Durante las horas pasadas en Macao pude apreciar lo que mi amigo Rodrigues lleva hecho en varios años de gobierno. Una recaudación de los impuestos, bien administrada, ha dado lo suficiente para la construcción de un puerto grandioso, en el que podrán fondear trasatlánticos de gran tonelaje. Macao pasará rápidamente del tranquilo canal en que anclan ahora escuadrillas de juncos dedicados al cabotaje y al contrabando a la vida tumultuosa de un puerto moderno, con toda clase de facilidades para la descarga y el transporte; y este puerto atraerá a todos los buques que no sean ingleses, por estar más cerca de Cantón que el de Hong-Kong.
Guiados por los ayudantes del gobernador, jóvenes de gran cultura intelectual, vamos conociendo la ciudad, pintoresca mezcolanza de edificios chinos y caserones portugueses del siglo XVII. Una fachada de piedra es lo único que resta de la antigua catedral de San Pablo y del convento anexo, fundado por los jesuitas para descanso y preparación de sus misioneros antes de que se lanzasen en el interior de la China. Este templo se incendió en 1835, pero su enorme fachada se mantiene en pie, con la piedra enrojecida por el sol más que por las llamas, y a través de sus ventanales se ve el muro azul del cielo que parece servirle de apoyo.

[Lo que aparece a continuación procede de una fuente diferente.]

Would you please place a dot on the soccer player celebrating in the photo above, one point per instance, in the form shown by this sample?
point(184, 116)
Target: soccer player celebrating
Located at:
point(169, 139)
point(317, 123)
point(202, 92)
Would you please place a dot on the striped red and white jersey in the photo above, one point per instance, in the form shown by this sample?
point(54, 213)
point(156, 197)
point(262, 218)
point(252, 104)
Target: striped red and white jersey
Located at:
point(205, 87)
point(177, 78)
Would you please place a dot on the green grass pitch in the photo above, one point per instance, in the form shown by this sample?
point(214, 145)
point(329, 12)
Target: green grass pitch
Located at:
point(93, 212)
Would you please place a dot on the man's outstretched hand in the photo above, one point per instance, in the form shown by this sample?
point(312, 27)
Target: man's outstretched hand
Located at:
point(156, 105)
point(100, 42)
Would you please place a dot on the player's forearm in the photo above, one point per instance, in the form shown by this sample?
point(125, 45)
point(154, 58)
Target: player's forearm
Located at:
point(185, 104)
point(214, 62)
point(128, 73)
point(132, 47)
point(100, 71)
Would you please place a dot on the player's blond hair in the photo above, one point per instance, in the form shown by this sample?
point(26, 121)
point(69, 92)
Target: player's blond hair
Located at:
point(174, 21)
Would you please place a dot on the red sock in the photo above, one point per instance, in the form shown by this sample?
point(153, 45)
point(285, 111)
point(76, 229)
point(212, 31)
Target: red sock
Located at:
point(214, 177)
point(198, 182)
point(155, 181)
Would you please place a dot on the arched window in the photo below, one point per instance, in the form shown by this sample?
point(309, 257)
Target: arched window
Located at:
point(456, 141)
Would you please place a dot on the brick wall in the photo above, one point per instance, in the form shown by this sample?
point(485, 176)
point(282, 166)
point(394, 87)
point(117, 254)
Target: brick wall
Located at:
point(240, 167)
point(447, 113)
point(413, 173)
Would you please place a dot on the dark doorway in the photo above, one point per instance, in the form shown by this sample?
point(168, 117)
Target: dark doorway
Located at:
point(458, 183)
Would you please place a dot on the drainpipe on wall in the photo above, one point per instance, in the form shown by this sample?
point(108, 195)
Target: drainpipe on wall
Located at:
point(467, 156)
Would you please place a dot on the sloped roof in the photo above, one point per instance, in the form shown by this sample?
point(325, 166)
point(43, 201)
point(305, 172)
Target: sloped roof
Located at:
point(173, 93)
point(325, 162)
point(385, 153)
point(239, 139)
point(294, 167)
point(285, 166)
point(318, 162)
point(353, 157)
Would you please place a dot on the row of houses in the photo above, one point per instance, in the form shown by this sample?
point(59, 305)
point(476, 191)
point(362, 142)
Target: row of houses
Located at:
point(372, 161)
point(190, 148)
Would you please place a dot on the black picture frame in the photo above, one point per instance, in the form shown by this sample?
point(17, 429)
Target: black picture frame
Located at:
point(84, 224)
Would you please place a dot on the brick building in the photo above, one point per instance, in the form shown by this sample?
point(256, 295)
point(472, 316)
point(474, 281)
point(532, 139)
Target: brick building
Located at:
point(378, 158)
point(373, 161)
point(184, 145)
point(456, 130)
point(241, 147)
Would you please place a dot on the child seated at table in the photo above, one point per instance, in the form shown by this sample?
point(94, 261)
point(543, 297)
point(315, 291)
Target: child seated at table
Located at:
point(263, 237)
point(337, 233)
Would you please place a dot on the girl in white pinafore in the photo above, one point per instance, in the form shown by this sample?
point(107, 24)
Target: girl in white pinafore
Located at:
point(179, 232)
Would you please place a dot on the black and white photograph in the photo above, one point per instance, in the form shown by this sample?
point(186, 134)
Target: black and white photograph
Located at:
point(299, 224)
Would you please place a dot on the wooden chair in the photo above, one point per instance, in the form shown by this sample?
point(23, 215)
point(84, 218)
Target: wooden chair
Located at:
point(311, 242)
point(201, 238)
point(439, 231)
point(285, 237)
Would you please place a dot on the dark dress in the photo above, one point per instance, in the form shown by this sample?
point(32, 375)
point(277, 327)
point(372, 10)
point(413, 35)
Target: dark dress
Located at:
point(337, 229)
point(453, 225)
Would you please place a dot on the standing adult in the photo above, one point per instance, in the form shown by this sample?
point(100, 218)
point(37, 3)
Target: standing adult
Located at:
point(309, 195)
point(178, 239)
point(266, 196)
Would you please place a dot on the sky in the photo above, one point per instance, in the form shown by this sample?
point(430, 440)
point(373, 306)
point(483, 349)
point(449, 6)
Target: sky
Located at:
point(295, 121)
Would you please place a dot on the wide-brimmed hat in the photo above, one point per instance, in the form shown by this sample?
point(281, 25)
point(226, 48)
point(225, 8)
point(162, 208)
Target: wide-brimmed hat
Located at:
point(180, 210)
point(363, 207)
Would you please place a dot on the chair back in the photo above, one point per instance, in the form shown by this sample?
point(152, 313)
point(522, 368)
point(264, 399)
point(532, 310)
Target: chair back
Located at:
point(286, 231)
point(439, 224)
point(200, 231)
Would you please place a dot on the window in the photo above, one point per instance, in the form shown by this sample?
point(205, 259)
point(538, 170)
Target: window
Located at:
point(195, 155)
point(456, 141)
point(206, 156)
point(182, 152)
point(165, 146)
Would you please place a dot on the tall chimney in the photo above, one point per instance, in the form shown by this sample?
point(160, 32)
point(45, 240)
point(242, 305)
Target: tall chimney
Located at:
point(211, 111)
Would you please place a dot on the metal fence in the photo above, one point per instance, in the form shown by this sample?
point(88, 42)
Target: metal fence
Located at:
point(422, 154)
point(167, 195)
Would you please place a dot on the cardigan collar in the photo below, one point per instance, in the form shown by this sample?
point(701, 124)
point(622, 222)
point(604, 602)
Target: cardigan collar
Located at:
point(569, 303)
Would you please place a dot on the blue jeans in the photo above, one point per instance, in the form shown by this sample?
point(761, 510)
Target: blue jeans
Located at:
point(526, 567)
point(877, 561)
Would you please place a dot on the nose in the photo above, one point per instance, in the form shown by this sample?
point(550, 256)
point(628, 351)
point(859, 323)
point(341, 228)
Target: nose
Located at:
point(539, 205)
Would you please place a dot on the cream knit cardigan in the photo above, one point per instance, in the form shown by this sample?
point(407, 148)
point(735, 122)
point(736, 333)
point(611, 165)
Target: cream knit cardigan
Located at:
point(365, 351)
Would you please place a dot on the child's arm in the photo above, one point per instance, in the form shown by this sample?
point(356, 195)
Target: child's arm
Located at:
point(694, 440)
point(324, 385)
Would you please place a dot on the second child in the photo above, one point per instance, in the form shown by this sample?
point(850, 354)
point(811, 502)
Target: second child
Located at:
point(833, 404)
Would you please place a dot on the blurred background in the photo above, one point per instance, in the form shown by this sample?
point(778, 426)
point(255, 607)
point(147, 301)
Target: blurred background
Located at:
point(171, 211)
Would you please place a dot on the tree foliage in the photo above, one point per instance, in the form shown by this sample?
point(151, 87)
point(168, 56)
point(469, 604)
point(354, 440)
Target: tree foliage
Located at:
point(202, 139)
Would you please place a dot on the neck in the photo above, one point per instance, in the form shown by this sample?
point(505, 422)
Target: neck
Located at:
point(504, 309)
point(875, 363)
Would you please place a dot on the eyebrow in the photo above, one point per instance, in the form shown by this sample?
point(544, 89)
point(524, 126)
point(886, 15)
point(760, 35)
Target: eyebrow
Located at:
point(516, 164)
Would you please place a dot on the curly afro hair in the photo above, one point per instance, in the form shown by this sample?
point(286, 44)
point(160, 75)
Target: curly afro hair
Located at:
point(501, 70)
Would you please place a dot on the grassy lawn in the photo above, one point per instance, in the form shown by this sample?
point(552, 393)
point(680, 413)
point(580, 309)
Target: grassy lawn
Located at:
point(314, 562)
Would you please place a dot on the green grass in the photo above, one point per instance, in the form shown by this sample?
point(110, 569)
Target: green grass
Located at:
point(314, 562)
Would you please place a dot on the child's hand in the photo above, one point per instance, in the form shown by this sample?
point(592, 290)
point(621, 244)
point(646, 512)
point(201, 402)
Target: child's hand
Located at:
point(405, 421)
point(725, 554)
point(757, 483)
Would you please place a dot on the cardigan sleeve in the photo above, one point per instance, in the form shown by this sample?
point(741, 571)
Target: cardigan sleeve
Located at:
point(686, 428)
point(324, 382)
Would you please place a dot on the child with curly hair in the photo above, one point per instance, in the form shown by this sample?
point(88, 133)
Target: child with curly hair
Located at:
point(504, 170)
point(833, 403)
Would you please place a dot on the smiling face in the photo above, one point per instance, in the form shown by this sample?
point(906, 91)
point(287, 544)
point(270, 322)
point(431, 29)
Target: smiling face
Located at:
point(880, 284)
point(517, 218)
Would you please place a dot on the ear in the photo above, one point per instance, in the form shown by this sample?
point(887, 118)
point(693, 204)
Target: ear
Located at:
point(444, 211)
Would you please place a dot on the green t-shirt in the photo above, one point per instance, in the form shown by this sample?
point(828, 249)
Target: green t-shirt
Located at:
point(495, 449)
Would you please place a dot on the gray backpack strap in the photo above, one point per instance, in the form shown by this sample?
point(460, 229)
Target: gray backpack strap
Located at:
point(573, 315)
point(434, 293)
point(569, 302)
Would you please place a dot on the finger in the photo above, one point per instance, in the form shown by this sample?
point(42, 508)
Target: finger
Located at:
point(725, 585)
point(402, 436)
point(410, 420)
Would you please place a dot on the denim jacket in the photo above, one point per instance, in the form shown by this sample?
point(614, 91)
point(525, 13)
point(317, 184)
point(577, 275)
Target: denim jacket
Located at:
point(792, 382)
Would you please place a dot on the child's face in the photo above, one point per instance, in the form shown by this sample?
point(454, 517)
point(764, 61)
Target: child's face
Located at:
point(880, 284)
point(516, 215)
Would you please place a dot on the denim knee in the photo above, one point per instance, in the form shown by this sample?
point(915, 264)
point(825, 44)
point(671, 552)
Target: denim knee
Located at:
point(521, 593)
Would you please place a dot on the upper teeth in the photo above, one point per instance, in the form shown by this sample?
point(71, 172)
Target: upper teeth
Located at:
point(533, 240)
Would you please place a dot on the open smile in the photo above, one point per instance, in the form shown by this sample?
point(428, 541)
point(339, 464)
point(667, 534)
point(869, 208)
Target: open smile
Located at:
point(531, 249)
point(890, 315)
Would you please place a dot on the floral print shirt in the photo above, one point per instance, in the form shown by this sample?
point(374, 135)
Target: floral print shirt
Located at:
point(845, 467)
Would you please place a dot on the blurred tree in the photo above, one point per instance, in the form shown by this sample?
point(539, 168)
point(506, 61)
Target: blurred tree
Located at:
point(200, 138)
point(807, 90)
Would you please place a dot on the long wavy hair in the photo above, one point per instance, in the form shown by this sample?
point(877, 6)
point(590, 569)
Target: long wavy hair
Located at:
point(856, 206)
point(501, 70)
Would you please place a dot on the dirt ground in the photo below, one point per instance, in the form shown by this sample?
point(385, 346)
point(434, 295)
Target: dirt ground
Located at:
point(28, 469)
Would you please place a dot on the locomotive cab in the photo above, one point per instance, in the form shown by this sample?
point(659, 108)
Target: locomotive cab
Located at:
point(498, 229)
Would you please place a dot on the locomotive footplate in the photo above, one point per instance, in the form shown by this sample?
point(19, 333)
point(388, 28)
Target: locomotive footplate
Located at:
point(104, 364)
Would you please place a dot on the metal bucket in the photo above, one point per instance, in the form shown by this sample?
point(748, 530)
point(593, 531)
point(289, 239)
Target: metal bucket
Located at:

El castillo guarda recuerdos del ataque de los holandeses en el siglo XVII. Vemos en su capilla una losa sin nombre que cubre los restos de los defensores de Macao. Como dice el doctor Rodrigues, el culto al soldado desconocido creado por la última guerra lo inventaron los defensores de Macao hace más de doscientos años.
En una explanada del castillo nos obsequian con un té abundante en alfajores y otras pastelerías portuguesas, que recuerdan las de Andalucía. ¡Panorama inolvidable!…
Frente a nosotros, por la parte del istmo, se levanta una cordillera que ocupa gran parte del horizonte: las montañas de Catay. Rodrigues y yo recordamos a Marco Polo. El nombre de Catay lo aplicó el célebre viajero a la China entera, y durante siglos el mundo cristiano dio el título de unas montañas del sur a todo el vasto Imperio gobernado por el Gran Kan.
A nuestros pies extiende la ciudad la masa apretada de sus tejados, oscuros como los de Europa. A trechos surgen de ellos techumbres chinescas y remates de pagodas budistas. Muchas fachadas están pintadas de rosa o azul, colores tiernos que infunden una alegre juventud a las construcciones vetustas.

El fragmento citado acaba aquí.